フキゲン・ハートビート


「べつに特にどうもしな……」

「ハイっ、すーぐ嘘つく~!」


大阪出身らしい、素早すぎるツッコミに圧倒されていると、そのかわいらしい顔がずいっと近づいてきて。


「知ってるねんで? お互いの家行き来してること」


行き来、て。

あたしが泥酔して彼の家でお世話になったのと、Gの退治をしに来てもらったのとで、それぞれ一度ずつだけじゃないか。
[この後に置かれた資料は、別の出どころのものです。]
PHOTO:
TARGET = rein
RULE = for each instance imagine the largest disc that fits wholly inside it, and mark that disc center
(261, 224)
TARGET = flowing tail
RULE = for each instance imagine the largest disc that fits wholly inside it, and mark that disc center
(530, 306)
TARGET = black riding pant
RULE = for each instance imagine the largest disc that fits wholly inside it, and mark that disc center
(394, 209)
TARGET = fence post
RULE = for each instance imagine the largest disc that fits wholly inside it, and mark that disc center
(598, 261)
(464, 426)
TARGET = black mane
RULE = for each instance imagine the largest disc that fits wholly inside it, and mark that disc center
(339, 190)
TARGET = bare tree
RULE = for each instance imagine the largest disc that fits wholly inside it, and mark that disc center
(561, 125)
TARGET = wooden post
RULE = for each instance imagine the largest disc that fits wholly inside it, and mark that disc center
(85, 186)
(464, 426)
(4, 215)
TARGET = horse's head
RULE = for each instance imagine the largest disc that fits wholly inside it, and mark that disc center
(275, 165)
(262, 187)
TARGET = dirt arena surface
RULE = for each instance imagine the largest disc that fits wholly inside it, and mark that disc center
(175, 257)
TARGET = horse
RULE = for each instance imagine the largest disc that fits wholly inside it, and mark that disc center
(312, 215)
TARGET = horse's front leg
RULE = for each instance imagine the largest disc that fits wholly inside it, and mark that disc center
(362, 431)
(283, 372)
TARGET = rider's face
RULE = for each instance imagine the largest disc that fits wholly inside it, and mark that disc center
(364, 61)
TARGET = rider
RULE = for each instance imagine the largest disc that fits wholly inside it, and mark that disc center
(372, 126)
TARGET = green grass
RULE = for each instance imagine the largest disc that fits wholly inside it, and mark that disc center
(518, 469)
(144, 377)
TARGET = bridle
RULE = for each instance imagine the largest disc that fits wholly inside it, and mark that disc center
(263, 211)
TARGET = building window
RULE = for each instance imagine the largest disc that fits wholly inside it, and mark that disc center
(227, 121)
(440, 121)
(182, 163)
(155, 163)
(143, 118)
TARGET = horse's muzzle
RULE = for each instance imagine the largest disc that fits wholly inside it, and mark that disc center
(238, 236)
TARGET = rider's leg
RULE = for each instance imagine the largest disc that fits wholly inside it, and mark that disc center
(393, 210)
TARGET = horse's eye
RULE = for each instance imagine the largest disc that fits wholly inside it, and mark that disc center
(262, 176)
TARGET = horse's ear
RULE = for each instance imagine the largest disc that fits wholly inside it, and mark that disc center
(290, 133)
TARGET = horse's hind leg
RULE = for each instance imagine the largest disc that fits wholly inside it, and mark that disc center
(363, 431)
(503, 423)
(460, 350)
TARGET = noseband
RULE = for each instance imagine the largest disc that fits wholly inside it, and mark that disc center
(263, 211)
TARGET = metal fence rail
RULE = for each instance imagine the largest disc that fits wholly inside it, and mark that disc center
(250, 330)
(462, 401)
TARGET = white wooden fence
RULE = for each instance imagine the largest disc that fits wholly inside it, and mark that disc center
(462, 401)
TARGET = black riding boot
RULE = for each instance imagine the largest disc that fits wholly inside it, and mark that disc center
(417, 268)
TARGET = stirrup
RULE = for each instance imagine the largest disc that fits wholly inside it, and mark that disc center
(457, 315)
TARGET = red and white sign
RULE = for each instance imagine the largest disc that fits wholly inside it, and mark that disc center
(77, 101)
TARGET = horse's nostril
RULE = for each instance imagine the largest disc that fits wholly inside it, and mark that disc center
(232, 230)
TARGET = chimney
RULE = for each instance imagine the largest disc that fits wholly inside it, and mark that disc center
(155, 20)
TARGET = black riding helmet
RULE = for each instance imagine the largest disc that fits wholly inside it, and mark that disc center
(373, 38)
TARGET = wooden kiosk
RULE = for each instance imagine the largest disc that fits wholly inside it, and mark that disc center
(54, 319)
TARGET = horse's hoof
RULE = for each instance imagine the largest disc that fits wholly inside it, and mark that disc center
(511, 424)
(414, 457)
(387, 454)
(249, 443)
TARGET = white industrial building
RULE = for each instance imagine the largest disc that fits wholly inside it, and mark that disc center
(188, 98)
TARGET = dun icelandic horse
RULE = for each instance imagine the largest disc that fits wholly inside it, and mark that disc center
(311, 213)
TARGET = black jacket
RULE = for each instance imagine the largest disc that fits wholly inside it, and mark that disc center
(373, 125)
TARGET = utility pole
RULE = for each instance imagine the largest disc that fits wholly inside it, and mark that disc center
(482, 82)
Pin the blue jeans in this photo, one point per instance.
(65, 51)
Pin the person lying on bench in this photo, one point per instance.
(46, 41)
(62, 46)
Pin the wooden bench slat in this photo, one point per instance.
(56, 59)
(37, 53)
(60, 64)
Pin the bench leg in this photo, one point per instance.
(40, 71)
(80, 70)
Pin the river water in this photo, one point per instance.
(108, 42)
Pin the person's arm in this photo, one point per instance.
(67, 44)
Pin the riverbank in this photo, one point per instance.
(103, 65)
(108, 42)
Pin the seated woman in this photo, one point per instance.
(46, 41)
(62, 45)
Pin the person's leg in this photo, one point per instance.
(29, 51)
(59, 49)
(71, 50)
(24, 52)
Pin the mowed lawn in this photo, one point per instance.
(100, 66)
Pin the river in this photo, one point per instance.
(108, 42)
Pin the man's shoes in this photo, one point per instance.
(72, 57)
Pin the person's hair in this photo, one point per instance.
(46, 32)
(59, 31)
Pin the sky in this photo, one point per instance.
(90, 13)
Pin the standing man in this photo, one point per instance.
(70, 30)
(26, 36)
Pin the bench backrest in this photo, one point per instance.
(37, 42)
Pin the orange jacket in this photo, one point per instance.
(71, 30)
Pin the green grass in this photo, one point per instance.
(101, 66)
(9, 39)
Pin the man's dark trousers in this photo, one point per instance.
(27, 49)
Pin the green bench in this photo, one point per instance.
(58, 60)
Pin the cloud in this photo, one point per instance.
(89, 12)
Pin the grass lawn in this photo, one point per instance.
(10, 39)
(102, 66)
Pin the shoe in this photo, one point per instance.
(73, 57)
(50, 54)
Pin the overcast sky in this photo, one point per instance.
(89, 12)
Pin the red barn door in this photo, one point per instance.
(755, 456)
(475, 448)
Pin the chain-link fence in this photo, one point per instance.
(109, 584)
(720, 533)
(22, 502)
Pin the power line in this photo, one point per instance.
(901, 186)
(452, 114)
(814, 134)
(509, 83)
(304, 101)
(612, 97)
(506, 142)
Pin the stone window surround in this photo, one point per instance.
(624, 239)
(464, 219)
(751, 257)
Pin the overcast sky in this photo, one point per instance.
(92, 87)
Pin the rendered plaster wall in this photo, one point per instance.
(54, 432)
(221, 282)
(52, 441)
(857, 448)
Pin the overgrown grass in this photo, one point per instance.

「かぁっこよかったなぁ~? 飲み会で蒼依のこと連れて帰ったチャンヒロはなぁ。うっかり惚れそうなったもんなぁ!」


わざとらしい恍惚の表情を浮かべる新奈が、大げさな感じで言いながら、チラチラとこっちを見る。


ていうかそんなに軽率に惚れるなよ。

惚れっぽい、肉食系女子の新奈が言うと、半分本気に聞こえるんだから困る。


それでもなおくちびるをとがらせてかぶりを振るあたしに、彼女はとうとうしびれを切らしたようだった。


「まあ、ええけどさ」


とたん真剣な顔をした新奈が、眉に皺を寄せて、


「ぶっちゃけヤったん?」


と、声をひそめた。


やるって、あんた。

カワイイ顔して言うもんじゃないよ。

しかもこんな公共の場で。


「やってないし、寛人くんとはそういうんじゃないし」

「甘いな。相手はバンドマンやで? お酒入っててんで? 結局お泊まりしたんやろ? なんもないワケがないやん?」

「そんなこと言われても、ホントになにもなかったんだもん」

「蒼依は記憶ないんやろ? そんなんむこうが言うてるだけかもしれへんやん!」


まあ、それはそうだけど。


でも、あいつはそんなつまらない嘘をつくような男じゃない。

酔った勢いでこんな女に手を出してしまうような、そんな愚かな男じゃない。